Proprio queste soluzioni alternative sono l’obiettivo di Walk-in Closet Svizzera. Da ben dodici anni questa associazione no-profit organizza punti di scambio in 27 sedi differenti e permette così il baratto di 30 000 capi di vestiario ogni anno. Sonja Krummenacher fa parte del team di coordinamento di Walk-in Closet Svizzera:
Sonja Krummenacher, qual è la ricetta del successo di Walk-in Closet Svizzera?
Nel caso dei nostri punti di scambio, si tratta sicuramente della nostra grande community ma soprattutto dei nostri oltre 400 volontari. I responsabili delle varie sedi attuano idee interessanti come sfilate di moda o programmi musicali. Lo scambio di vestiti diventa quindi un’esperienza unica che attira persone di qualsiasi età e ceto sociale.
Ma i vestiti di seconda mano non possono risolvere da soli i problemi dell’industria tessile, giusto?
I vestiti di seconda mano non possono salvare il mondo da soli. Ecco perché occorrono grandi cambiamenti a livello strutturale. Quando oggigiorno le grandi catene di Fast-Fashion si mettono a vendere abiti di seconda mano per aumentare il giro d’affari, non serve a molto. Si tratta di proteggere le risorse, non di incrementare il consumo. Per i nostri punti di scambio e per il nostro shop online facciamo attenzione a che i vestiti siano intatti e che la qualità sia adeguata. Così tutti possono contribuire.

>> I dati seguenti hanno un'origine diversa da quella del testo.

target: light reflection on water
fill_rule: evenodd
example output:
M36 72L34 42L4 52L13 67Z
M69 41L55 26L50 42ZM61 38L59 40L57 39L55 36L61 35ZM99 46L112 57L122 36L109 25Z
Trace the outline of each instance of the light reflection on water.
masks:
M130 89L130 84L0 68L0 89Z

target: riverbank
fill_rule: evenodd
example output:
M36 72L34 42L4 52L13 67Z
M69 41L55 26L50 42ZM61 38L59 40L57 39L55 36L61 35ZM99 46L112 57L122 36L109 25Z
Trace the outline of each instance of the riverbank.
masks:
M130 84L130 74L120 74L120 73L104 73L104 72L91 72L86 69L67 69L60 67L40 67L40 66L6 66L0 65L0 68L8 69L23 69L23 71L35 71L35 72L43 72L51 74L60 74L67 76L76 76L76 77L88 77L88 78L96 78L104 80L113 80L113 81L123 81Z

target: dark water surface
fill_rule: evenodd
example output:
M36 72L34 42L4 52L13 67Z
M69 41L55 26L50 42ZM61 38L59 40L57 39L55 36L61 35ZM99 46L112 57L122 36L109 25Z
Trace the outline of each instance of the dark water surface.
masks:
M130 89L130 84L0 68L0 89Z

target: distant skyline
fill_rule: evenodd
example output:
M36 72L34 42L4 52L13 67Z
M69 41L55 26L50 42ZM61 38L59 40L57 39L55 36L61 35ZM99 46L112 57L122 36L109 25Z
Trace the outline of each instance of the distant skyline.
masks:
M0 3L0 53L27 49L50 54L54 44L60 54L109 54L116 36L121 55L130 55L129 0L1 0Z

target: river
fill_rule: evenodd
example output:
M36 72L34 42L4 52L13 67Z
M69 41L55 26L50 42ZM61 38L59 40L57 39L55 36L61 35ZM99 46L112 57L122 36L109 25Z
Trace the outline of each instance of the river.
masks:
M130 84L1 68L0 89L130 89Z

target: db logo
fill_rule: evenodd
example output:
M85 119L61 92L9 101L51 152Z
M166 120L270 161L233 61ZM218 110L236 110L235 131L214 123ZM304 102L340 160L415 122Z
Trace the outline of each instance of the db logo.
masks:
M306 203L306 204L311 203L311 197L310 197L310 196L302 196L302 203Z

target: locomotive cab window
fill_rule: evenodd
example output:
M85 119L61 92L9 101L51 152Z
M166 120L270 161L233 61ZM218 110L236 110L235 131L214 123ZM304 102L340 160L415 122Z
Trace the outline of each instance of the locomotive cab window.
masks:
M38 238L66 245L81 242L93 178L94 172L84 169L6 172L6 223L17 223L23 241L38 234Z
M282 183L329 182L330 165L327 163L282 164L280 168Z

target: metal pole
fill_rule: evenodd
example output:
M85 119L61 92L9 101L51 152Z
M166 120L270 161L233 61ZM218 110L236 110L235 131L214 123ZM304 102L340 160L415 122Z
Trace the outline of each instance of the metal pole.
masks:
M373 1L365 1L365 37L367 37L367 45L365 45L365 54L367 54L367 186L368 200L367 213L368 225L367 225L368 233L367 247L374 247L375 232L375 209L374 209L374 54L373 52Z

I visitatori dei vostri punti di scambio sono consapevoli che la Fast Fashion ha un impatto così devastante o si tratta soprattutto di moda?
Cerchiamo di collegare i due temi: la moda è importante ma la sostenibilità e la giustizia sociale lo sono altrettanto. La Fast Fashion ha effetti orribili sull’ambiente soprattutto a causa dell’enorme sovraproduzione. È importante che tutti ne siano sempre consapevoli. Diffondiamo queste conoscenze tramite newsletter e social media. Cerchiamo di mostrare come prendersi cura correttamente dei propri abiti in modo che possano essere utilizzati il più a lungo possibile. Spieghiamo gli effetti dannosi dell’industria tessile e consigliamo libri e podcast con cui le persone possono approfondire il tema. Spesso nei nostri punti di scambio si trovano anche i colleghi di Public Eye che prestano un importante lavoro di sensibilizzazione.
Di quali fatti non è ancora abbastanza al corrente la popolazione quando si tratta di Fast Fashion?
Molti ritengono che la Fast Fashion sia economica ma non è così. Il vero prezzo viene semplicemente pagato da qualcun altro: dall’ambiente, dai lavoratori sottopagati. Una volta che siamo consapevoli di questo, il prezzo non è più un argomento a favore. Ciò che ci fa più paura tuttavia è che tutti continuano a parlare dei danni all’ambiente provocati dai voli e dai viaggi ma l’industria tessile continua ad agire indisturbata nonostante le sue emissioni siamo maggiori della somma di quelle del traffico navale e aereo.
Come si presenta il futuro di Walk-in Closet Svizzera?
Abbiamo obiettivi ambiziosi. A lungo termine vogliamo garantire i nostri finanziamenti e diventare indipendenti. Per questo cerchiamo benefattori e volontari per sedi supplementari. Gli interessati possono annunciarsi e costruiremo insieme la nuova sede.
Walk-in Closet Svizzera è stata lanciata nel 2011 da Jenny Perez come progetto di studio. Il concetto è stato un successo. Nel 2016 l’associazione si è professionalizzata, ha ottenuto il sostegno di altre fondazioni e dispone ora di una sede propria. A fine 2023, grazie a un crowdfunding l’associazione ha raccolto oltre 25 000 franchi. Oltre ai punti di scambio Walk-in Closet gestisce anche un negozio di baratto online.